Barangkali “Efata, yang artinya terbukalah” perlu direfleksikan buat para peserta “pesta” di pantai desa Otan, Pulau Semau. Saya pun memiliki keyakinan mereka pasti memiliki a side of interior life. Kisah pantai Desa Otan dapat memberi hikmah positif untuk kita belajar keluar dari kebisuan dan ketulian sosial kita. “Efata” harus membawa kesejukan dan secerca harapan bahwa nasib peristiwa itu bukan kata terakhir dalam kepemimpinan dan kehidupan manusia (masyarakat NTT). Tentu, aroma negatif di pantai Desa Otan itu bisa diatasi dan diolah menjadi aroma positif. Dengan “permohonan maaf” dari hati secara publik, kerja keras, dan perjuangan terus menerus memungkinkan peristiwa itu kembali berwibawa di mata masyarakat NTT.
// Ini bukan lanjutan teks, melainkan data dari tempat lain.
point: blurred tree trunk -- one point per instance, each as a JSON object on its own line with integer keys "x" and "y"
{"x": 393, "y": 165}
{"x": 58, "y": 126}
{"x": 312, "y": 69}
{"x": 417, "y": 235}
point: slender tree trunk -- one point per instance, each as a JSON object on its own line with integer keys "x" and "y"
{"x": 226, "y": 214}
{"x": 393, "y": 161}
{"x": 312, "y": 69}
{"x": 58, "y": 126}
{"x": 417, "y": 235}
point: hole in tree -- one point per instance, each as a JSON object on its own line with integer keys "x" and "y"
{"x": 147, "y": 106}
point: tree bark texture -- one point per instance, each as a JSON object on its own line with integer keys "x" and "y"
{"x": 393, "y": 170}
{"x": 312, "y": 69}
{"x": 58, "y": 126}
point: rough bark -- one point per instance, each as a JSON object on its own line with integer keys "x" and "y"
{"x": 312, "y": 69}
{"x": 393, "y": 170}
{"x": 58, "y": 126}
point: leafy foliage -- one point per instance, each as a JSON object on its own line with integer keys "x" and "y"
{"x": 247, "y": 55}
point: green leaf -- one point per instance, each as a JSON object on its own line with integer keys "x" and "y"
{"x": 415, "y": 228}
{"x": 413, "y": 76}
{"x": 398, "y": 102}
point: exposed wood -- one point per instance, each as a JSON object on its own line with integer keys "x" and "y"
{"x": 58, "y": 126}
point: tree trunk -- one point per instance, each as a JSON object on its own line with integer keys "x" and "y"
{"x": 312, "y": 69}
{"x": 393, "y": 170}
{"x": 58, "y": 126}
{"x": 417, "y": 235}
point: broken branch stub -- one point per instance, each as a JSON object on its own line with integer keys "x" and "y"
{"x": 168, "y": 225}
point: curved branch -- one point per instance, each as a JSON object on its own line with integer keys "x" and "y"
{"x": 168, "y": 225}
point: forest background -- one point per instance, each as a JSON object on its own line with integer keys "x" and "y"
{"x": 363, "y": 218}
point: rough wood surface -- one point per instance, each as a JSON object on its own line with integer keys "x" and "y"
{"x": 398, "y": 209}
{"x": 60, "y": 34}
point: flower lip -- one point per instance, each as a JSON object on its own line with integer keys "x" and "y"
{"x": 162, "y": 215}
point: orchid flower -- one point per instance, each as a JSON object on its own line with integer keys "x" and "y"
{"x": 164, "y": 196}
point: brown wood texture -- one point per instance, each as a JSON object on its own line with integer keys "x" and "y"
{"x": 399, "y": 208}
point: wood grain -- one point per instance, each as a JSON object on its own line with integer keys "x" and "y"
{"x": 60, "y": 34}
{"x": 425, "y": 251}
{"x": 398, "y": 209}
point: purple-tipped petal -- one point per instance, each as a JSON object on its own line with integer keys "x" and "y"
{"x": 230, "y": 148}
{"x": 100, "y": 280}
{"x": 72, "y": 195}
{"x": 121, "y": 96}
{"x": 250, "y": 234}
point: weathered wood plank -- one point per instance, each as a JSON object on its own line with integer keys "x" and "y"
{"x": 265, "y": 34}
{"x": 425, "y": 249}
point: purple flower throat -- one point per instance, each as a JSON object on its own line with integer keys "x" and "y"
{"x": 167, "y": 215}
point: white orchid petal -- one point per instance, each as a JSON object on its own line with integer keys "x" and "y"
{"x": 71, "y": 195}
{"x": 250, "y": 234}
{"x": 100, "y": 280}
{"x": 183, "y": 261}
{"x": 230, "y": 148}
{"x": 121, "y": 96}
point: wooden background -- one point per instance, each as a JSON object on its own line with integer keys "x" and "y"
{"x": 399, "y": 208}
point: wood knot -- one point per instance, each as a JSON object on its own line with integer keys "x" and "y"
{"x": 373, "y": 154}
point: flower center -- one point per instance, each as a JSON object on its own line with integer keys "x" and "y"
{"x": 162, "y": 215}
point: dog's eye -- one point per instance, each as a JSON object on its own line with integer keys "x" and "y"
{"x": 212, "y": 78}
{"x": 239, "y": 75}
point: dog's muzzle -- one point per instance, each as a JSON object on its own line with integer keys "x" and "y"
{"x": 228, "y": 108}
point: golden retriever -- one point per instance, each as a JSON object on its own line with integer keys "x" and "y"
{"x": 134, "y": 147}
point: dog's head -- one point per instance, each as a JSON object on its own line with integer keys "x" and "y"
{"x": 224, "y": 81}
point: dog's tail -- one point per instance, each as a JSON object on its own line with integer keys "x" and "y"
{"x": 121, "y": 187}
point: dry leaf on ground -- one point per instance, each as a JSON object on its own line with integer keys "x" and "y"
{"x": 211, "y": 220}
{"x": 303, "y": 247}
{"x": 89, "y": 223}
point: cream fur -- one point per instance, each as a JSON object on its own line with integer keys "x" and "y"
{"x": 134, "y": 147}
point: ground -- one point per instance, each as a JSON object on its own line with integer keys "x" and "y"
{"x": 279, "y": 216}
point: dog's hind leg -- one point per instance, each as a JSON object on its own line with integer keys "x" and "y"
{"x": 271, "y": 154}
Bulan September merupakan bulan Kitab Suci Nasional untuk Umat Katolik. Dan tahun ini BKSN mengusung tema “Yesus Sahabat Seperjalanan Kita”. Kita semua diajak untuk “bertolak ke tempat yang dalam” menjadi sahabat satu sama lain dalam mengentaskan pandemi ini.

Dalam mengisi bulan ini, baik juga kalau kita menyisikan kesempatan untuk membaca dan merenungkan Kitab Suci, khususnya dalam keluarga. Ini tentu bukan sesuatu yang baru. Tetapi toh ternyata cukup sulit juga membaca dan merenungkan KS secara sungguh-sungguh. Apalagi melaksanakannya dalam kehidupan nyata setiap hari.

Karena Sabda Tuhan sering menyakitkan. Tapi kalau kita tidak takut untuk masuk ke dalam diri bathin kita sendiri dan memusatkan perhatian pada pada gerak jiwa kita sendiri, kita mengetahui bahwa kita dicintai. Kita bisa mencintai karena kita lahir oleh kasih, kita dapat memberi karena kita hidup dalam anugerah, kita dapat membuat orang lain bebas kalau kita sudah dibebaskan oleh Dia yang hatinya jauh lebih besar dari pada kita.

Sabda Allah bisa mengubah murid-murid yang cemas menjadi sakisi-saksi penuh semangat. Sabda Allah membuat orang menjadi dermawan dan ramah tamah. Sanda Allah memungkinkan kelompok yang tertutup dan picik menjadi terbuka bagi gagasan-gagasan dan pemahaman-pemahaman baru. Siapa pun yang meau memberi perhatian tanpa pamrih, harus kerasan di rumahnya sendiri. Artinya, harus menemukan pusat hidupnya di dalam hati sendiri. Efata, terbukalah.